In 1990 I decided to spread my wings and joined the Queen Alexanders Royal Naval Nursing Service and moved down to Haslar in Gosport. It was while I was there that I met an RAF officer David Bailey which was not the plan, coming from Lincolnshire I had joined the navy to get away from the RAF.

I left the navy as the RAF and Navy don’t share many bases and relationships between Nursing Officers and Doctors was frowned upon and we got married in 1991. We have lived in Wendover for most of our married life and now have three boys, Joshua, 16, Sam, 13, and James 10.

I started attending St Mary’s in Wendover after Josh was born and it was then I began to feel really involved in community life in Wendover. It was lovely to wander round the shops always seeing someone you knew, when the boys started getting older it was reassuring to know that if they wandered off they wouldn’t wander long before they bumped into someone who knew them. When my family visit they are always amazed at how many people remember them and make them feel welcome.

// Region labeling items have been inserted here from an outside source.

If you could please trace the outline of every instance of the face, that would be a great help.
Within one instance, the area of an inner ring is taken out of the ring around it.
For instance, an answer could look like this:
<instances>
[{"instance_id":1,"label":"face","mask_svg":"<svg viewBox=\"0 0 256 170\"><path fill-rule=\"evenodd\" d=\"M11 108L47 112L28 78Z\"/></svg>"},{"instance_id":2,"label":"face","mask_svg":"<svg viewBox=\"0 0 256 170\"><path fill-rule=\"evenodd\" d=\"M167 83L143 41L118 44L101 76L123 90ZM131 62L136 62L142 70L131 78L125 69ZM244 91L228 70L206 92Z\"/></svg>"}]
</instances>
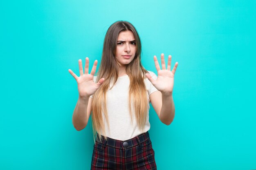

I gradually became involved in Junior Church at St Marys, eventually coordinating all the groups. I then became involved in the setting up and running of the @st marys shop in the High Street , enjoying the opportunity to play at being a shop keeper and enjoying the contact with people popping in and out. Then in 2007 I passed my BAP, no not a large soft roll, but the Bishops Advisory Panel, and started my ministerial training at Cuddesdon.

This has been an incredible journey, from visiting Spring Harvest and knowing I had more to offer, to going to a vocational advisor to discuss where my vocation might lie, to beginning at Cuddesdon and now looking forward to my ordination and taking up my post as a curate in Great Missenden.

Although I will still be living in Wendover and the future is exciting, I am nervous about leaving St Mary’s and the family I have ‘grown up’ in, I am hoping to still pop in to morning prayer at St Anne’s in the mornings as the chat and fellowship there is as important as the prayers we finish with.

We live happy chaotic lives with our dogs and sport being our main interests, obviously with three boys and three dogs we can’t say we have a quiet life, but we are happy and living somewhere surrounded by the beauty of the Chilterns sometimes just feels too good to be true.